Protozoal and Helminthic Infections

Cryptosporidiosis or isosporidiosis (enteritis)

Pneumocytis (pneumonia or disseminated infection)

Toxoplasmosis (pneumonia or CNS infection)

Fungal Infections

Candidiasis (esophageal, tracheal, or pulmonary)

Cryptococcosis (CNS infection)

Coccidiodomycosis (disseminated)

Histoplasmosis (disseminated)

Bacterial Infections

Mycobacteriosis (atypical, e.g. M. avium-intracellulare, disseminated or extrapulminary; M. tuberculosis, pulmonary or extrapulmonary)

Nocardiosis (pneumonia, meningitis, disseminated)

Salmonella infections, disseminated

Viral Infections

Cytomegalovirus (pulmonary, intestinal, retinitis, or CNS infections)

Herpes simplex virus (localized or disseminated)

Varicella-zoster virus (localized or disseminated)

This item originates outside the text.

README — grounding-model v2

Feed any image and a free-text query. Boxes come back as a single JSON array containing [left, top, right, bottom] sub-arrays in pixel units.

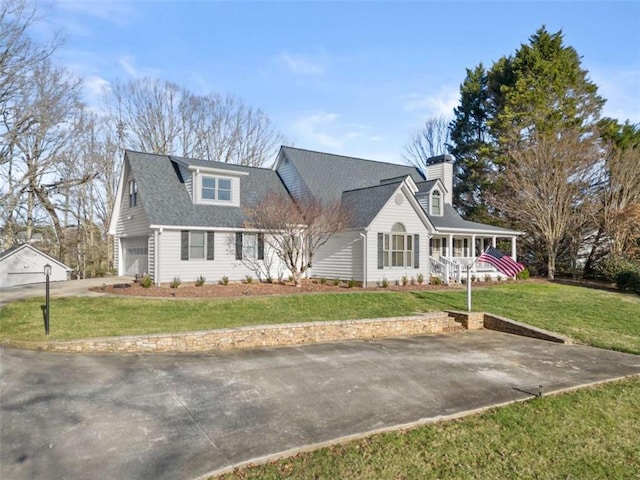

Progressive multifocal leukoencephalopathy

NEOPLASMS  (tumors)

Kaposi  sarcoma

B-cell non-Hodgkin lymphomas

Primary lymphoma of the brain

Invasive cancer of uterine cervix


 

 

HIV resides in blood, semen, vaginal fluids and breast milk.  Therefore, the modes of transmission include anal or vaginal sex, blood transfusion, reuse of contaminated needles, and between mother and child during pregnancy, birth and breast feeding.[5]

 

The CDC estimates that as of 2003, there were 850,000-950,000 people in the United States living with HIV.  This estimate includes between 180,000-280,000 people who do not know they are infected.  The estimated number of AIDS cases for 2003 were 43,171 adults and 59 children, and deaths attributable to AIDS were estimated at 17,934 adults and 83 children.[6]

 

Sub-Saharan Africa, home to 10% of the world’s population, houses 60% of global HIV cases.[7]  Unlike in the United States, where the majority of HIV infected patients are men between the ages of 35 and 44, Africa’s HIV/AIDS epidemic has most greatly affected young women between the ages of 15 and 24.  It is estimated that there are 36 young African women infected for every 10 young men, and these women make up 75% of the women infected globally.[8]

 

Each region and country in Africa has followed its own prevalence trends.  Nine countries have seen their life expectancy rates drop below 40 years, but South Africa remains the worst affected sub-region.  It houses an estimated 5.3 million HIV infected people with no sign of decline in the epidemic.  Uganda, on the other hand, has shown the most substantial drop in prevalence, from 13% in the early 1990s to 4.1% in the end of 2003.  Of course, a drop in prevalence does not mean the infection rate is lower, and it most certainly does not indicate the end of the country’s epidemic.  The need for resources to prevent and treat HIV infections will continue to increase for many years to come.[9]

 

The “Co-Epidemic”

By immunocompromising its carriers, HIV/AIDS facilitates the infection of patients with other opportunistic infections.  Via this mechanism, HIV/AIDS has helped fuel the TB epidemic.  HIV positive individuals are 50 times more likely to be infected by TB, and once infected, are 800 times more likely to develop an active TB infection.[10],[11]  The WHO estimates that one third of the 40 million HIV positive people in the world have TB, and the majority of co-infected cases are in Sub-Saharan Africa, where up to 70% of TB patients are co-infected.[12] 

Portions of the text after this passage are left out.